Project description:Discrete random structures are important tools in Bayesian nonparametrics and the resulting models have proven effective in density estimation, clustering, topic modeling and prediction, among others. In this paper, we consider nested processes and study the dependence structures they induce. Dependence ranges between homogeneity, corresponding to full exchangeability, and maximum heterogeneity, corresponding to (unconditional) independence across samples. The popular nested Dirichlet process is shown to degenerate to the fully exchangeable case when there are ties across samples at the observed or latent level.
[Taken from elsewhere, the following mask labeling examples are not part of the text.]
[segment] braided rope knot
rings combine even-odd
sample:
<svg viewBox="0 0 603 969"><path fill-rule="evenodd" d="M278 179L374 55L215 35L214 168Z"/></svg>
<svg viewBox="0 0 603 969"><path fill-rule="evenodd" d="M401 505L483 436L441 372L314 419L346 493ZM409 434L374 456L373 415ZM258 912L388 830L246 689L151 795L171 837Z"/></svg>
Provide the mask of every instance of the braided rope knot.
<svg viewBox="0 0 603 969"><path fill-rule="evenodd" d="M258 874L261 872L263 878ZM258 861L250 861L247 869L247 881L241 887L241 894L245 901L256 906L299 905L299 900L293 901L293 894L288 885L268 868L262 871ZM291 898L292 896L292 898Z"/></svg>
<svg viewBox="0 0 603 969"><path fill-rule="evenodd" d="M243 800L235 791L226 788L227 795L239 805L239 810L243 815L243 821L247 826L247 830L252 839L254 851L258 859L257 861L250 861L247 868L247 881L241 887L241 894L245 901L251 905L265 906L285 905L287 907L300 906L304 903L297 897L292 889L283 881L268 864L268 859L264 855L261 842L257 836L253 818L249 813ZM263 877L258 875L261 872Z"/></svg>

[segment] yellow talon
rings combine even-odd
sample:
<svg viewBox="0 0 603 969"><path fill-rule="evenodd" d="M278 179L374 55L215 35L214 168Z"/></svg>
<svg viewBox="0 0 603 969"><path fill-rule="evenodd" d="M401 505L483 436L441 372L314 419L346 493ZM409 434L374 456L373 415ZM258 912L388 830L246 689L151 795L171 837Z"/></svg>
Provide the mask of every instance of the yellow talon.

To overcome this drawback, inherent to nesting general discrete random measures, we introduce a novel class of latent nested processes. These are obtained by adding common and group-specific completely random measures and, then, normalizing to yield dependent random probability measures. We provide results on the partition distributions induced by latent nested processes, and develop a Markov Chain Monte Carlo sampler for Bayesian inferences. A test for distributional homogeneity across groups is obtained as a by-product. The results and their inferential implications are showcased on synthetic and real data.